Violée par des policiers, cette femme prostituée de Johannesburg participe à l’élaboration d’une application intégrant l’IA, dotée d’un bouton de panique, pour venir en aide aux femmes sud-africaines qui subissent un nombre affolant d’agressions.
Peaches, nom d’emprunt qu’utilise cette femme de 35 ans, figure parmi les plus d’un tiers de Sud-Africaines qui subiront des violences physiques ou sexuelles au cours de leur vie, selon l’ONU.
Cette femme svelte, qui ne mâche pas ses mots, participe à un atelier pour finaliser la dernière mise à jour de l’application développée par l’association GRIT (Gender Rights In Tech).
Dotée d’un bouton d’urgence pour déployer des agents de sécurité privée, d’un espace pour sauvegarder des éléments de preuve et d’un centre de ressources, l’application comptera aussi un chatbot piloté par l’intelligence artificielle, appelé Zuzi, qui doit être présenté en début de semaine au Sommet pour l’action sur l’IA à Paris.
« Cette appli me donne espoir que mes droits soient pris en compte », explique Peaches à l’AFP.
Plus de 53.000 agressions sexuelles ont été signalées en 2023-24, dont plus de 42.500 viols, selon la police. La même année, 5.578 femmes ont été assassinées.
Peaches raconte avoir été forcée à offrir ses « services sans rémunération » à deux policiers pour éviter d’être arrêtée pour prostitution.
« Pour moi, ce n’est pas seulement un projet, c’est une nécessité », explique sa fondatrice Leonora Tima.
« Je voulais créer des solutions technologiques pour donner aux survivants les moyens d’agir, en veillant à ce qu’ils reçoivent une aide urgente, des conseils juridiques et le soutien émotionnel nécessaire, sans aucune barrière ».
Beaucoup de violences ne sont pas signalées parce que les victimes sont stigmatisées ou rejetées par les autorités, explique Zanele Sokatsha, chercheuse au GRIT. « Il y a encore beaucoup d’obstacles », souligne la psychologue.
Thato, la trentaine, a longtemps été frappée par son beau-père sans se rendre compte qu’il était possible d’obtenir de l’aide.
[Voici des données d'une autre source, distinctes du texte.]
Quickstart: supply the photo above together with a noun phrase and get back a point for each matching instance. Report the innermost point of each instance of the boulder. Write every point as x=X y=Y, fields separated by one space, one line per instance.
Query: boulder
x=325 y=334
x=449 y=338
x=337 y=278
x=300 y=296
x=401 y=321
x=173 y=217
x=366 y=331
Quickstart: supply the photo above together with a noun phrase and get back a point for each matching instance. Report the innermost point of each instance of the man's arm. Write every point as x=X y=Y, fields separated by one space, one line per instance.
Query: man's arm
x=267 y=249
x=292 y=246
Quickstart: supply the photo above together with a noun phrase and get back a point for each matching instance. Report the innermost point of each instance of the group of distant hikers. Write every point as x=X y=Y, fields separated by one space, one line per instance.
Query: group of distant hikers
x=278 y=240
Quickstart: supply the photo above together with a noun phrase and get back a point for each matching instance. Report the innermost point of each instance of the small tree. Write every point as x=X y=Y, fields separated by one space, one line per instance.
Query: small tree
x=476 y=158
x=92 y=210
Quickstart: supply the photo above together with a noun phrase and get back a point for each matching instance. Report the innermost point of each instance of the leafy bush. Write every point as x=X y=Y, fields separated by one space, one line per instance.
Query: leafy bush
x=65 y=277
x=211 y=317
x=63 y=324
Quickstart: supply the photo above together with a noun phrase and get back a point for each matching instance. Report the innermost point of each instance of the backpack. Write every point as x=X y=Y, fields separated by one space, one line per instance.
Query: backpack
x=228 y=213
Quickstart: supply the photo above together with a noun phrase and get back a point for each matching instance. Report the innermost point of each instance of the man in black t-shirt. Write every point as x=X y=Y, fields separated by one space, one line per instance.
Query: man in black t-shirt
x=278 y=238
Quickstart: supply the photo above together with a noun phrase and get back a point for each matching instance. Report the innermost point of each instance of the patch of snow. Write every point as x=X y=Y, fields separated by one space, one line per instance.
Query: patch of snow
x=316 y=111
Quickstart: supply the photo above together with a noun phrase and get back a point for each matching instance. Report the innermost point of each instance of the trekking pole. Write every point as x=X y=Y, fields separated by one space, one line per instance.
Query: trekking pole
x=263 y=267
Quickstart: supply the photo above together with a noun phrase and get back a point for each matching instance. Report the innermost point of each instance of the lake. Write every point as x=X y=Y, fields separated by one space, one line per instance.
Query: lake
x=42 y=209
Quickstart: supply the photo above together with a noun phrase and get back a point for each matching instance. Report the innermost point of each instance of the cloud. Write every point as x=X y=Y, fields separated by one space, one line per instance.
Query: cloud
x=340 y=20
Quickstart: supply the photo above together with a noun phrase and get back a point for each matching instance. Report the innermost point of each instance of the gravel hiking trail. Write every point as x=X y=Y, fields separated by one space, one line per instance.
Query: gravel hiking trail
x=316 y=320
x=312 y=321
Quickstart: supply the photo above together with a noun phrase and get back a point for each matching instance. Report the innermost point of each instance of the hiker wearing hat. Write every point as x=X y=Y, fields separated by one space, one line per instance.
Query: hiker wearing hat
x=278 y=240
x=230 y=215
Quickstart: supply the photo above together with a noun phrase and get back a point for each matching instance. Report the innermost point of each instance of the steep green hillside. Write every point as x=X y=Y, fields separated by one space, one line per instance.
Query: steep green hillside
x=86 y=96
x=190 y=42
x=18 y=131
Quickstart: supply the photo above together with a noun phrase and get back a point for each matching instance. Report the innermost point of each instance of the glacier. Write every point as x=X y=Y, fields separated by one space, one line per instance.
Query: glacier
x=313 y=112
Grande sportive, elle raconte que c’est son entraîneur qui s’est rendu compte que « certains bleus n’étaient pas liés au football ».
Ce n’est que lorsque cet entraîneur a emmené l’équipe à une manifestation contre la violence sexuelle à Soweto, près de Johannesburg, qu’elle a appris l’existence d’organisations assistant des femmes dans sa situation. « Cela m’a fait chaud au coeur », dit-elle. L’appli du GRIT veut aider les femmes depuis chez elles, car la plupart des violences ont lieu à leur domicile.
Elle propose une carte des dispensaires et refuges à proximité mais aussi un coffre-fort numérique où elles peuvent télécharger photos, vidéos ou rapports de police qui seront protégés sur les serveurs du GRIT.
« Ça va sauver des vies », opine l’une des femmes participant à l’atelier.
L’application est gratuite et financée par des dons, notamment de la Fondation Gates et Expertise France. Elle compte déjà 12.000 utilisateurs. Une fois téléchargée, elle peut fonctionner sans data, la rendant accessible aux plus démunies ou dans les zones rurales où le réseau est imparfait.
Zuzi, qui sera opérationnel dans les prochains mois, était initialement destiné à fournir des informations pratiques, explique Lebogang Sindani, responsable technique. Mais son répertoire a été élargi lorsqu’il est apparu que « les gens veulent confier à Zuzi des choses plus intimes, notamment sur leur santé ».
Si la sensibilisation aux violences contre les femmes s’est étendue ces dernières années en Afrique du Sud, les taux d’agressions restent forts.
C’est une « combinaison » de facteurs: histoire complexe de colonisation et de ségrégation, domination masculine, absence de modèles positifs et difficultés économiques, liste Craig Wilkinson, fondateur de l’ONG Father a Nation, qui s’intéresse à la masculinité toxique.
« Aucun garçon ne naît agresseur », rappelle-t-il. « Il y a quelque chose qui dérape dans le passage à l’âge adulte ».
« Tout ce qu’ils connaissent, c’est la violence », note Sandile Masiza, coordinatrice d’une équipe à la protection de l’enfance à Johannesburg, qui plaide pour davantage de programmes de prévention.